The brief continued:
The complaint in this action makes no mention of either contributory or vicarious infringement. It simply alleges that Mr. Amurao is the primary direct infringer (A-29). Thus, when they sued Mr. Amurao, plaintiffs made the automatic assumption that he was a direct infringer. They were completely and utterly wrong, and they, not Mr. Amurao, should bear the consequences of that error. Ultimately, what this case and the thousands of others like it are about is whether defendants should be able to level the playing field, and whether lawyers should be encouraged to defend them by the possibility of a fee if they succeed. This is the theory behind fee-shifting statutes in civil rights and other litigation where the parties are likely to be in widely disparate economic circumstances, and the public policy issues significant. It should be equally applicable here. Given the concerns that “in these lawsuits, potentially meritorious legal and factual defenses are not being litigated, and instead, the federal judiciary is being used as a hammer by a small group of plaintiffs to pound settlements out of unrepresented defendants,” Elektra v. O’Brien, 2007 ILRWeb (P&F) 1555 (C.D.Cal., March 2, 2007)(copy annexed), there is only one way to address those concerns and to remedy that enormous imbalance, and that is to award fees to prevailing defendants, almost as a matter of course, as is already done in the First, Sixth and Seventh Circuits. This Court, as “the nation’s premier copyright court” (Gracen v. Bradford Exch., 698 F.2d 300, 305 [7th Cir. 1983][Posner, J.]) should adopt this view.
The case is likely to be argued in November or in early December. We will post the argument date as soon as it becomes available.
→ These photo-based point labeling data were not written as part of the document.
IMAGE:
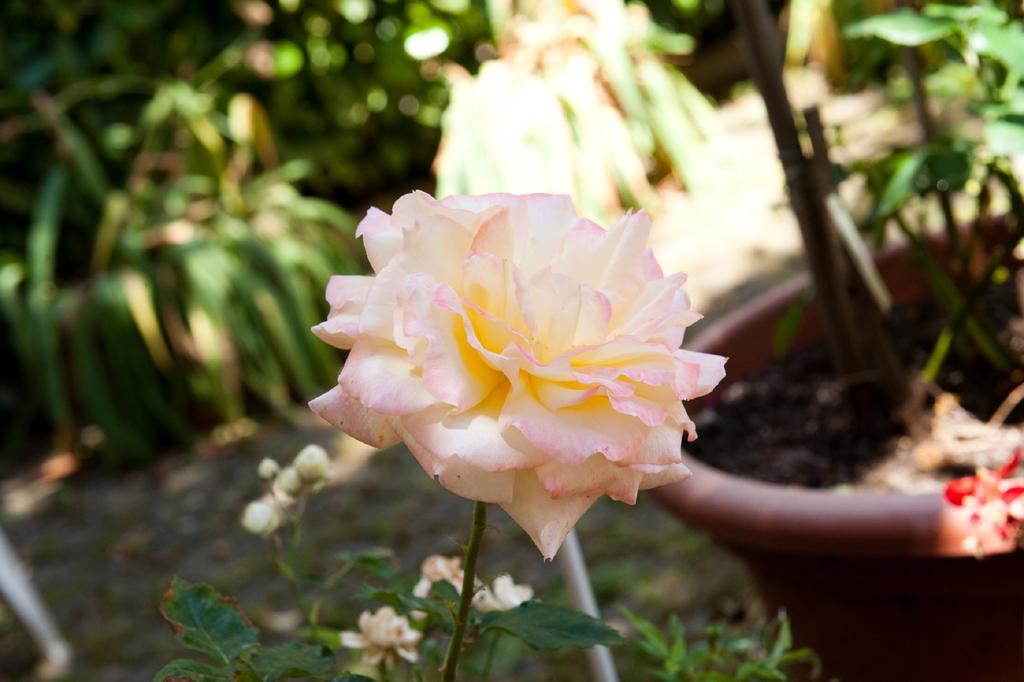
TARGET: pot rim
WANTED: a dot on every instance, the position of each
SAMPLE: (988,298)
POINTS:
(758,515)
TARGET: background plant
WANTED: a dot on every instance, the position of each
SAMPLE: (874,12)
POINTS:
(977,57)
(720,655)
(580,100)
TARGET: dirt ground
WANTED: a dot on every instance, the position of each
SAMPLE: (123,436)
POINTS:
(102,547)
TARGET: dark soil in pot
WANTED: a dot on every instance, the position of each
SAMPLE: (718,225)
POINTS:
(788,423)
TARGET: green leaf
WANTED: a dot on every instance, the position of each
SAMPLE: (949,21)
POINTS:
(379,561)
(288,58)
(186,670)
(546,627)
(407,603)
(788,323)
(902,183)
(1003,43)
(293,659)
(902,27)
(651,635)
(966,13)
(207,622)
(1006,135)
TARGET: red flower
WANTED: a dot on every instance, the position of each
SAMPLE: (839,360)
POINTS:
(993,500)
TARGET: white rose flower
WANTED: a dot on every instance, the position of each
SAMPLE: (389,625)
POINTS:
(288,481)
(260,518)
(503,595)
(437,568)
(383,636)
(312,464)
(268,468)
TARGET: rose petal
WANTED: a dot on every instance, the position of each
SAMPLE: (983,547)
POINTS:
(711,371)
(572,434)
(453,369)
(340,410)
(473,435)
(595,476)
(346,296)
(461,476)
(382,378)
(381,239)
(547,520)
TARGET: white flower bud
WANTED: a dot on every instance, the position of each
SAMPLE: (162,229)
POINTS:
(268,468)
(288,481)
(260,518)
(312,464)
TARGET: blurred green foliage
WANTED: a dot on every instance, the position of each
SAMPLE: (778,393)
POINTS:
(163,252)
(976,57)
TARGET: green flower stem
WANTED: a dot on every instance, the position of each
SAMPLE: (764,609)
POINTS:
(492,650)
(468,586)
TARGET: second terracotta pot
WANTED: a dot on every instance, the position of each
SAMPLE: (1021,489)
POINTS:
(879,585)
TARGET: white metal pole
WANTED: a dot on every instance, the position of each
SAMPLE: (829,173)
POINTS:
(602,666)
(26,602)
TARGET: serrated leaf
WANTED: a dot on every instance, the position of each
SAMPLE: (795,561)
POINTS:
(547,627)
(186,670)
(902,27)
(293,659)
(207,622)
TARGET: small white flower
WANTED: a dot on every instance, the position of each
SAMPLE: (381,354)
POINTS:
(268,468)
(384,636)
(260,518)
(288,481)
(437,568)
(502,595)
(312,464)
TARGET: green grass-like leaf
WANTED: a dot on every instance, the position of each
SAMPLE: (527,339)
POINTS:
(902,27)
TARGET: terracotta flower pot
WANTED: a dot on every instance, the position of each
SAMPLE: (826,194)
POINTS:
(879,585)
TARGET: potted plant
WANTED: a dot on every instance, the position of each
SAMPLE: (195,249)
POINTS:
(885,586)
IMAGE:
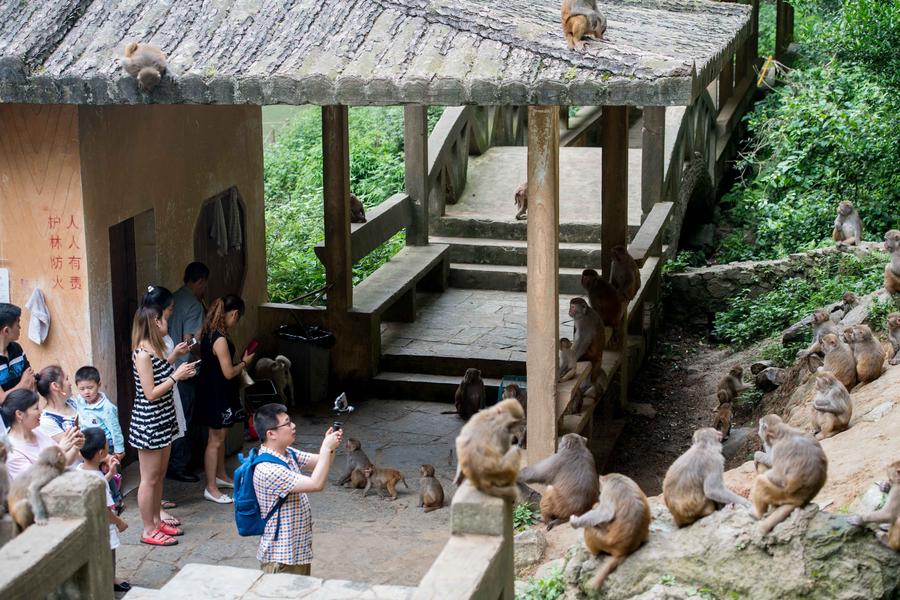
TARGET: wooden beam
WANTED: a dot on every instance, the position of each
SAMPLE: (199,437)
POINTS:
(543,279)
(336,175)
(415,151)
(652,157)
(614,195)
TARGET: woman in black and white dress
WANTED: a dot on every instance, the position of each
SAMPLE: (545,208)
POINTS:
(153,423)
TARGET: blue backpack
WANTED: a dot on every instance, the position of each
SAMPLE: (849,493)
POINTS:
(246,506)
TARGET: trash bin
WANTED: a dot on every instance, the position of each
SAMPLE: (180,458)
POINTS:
(308,349)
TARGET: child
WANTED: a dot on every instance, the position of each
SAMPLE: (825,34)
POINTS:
(96,453)
(96,410)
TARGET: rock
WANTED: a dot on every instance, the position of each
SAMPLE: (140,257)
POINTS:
(811,554)
(528,546)
(758,366)
(770,378)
Defendant-Appellant's Reply Brief

Keywords: lawyer digital copyright law online internet law legal download upload peer to peer p2p file sharing filesharing music movies indie independent label freeculture creative commons pop/rock artists riaa independent mp3 cd favorite songs intellectual property portable music player

3 comments:

Anonymous said...

Man, I hope Mr. Amurao nails their sleazy behinds to the wall!

Ray Beckerman said...

Me too.

He certainly could not have found a finer attorney than Richard Altman, who really understands the injustice here, and has expressed it eloquently.

Anonymous said...

If this outcome were to differ substantially from that already the norm in the First, Sixth and Seventh Circuits, wouldn't that be the best reasoning for this to be heard by The Supreme Court? And wouldn't a victory there be the best victory of all?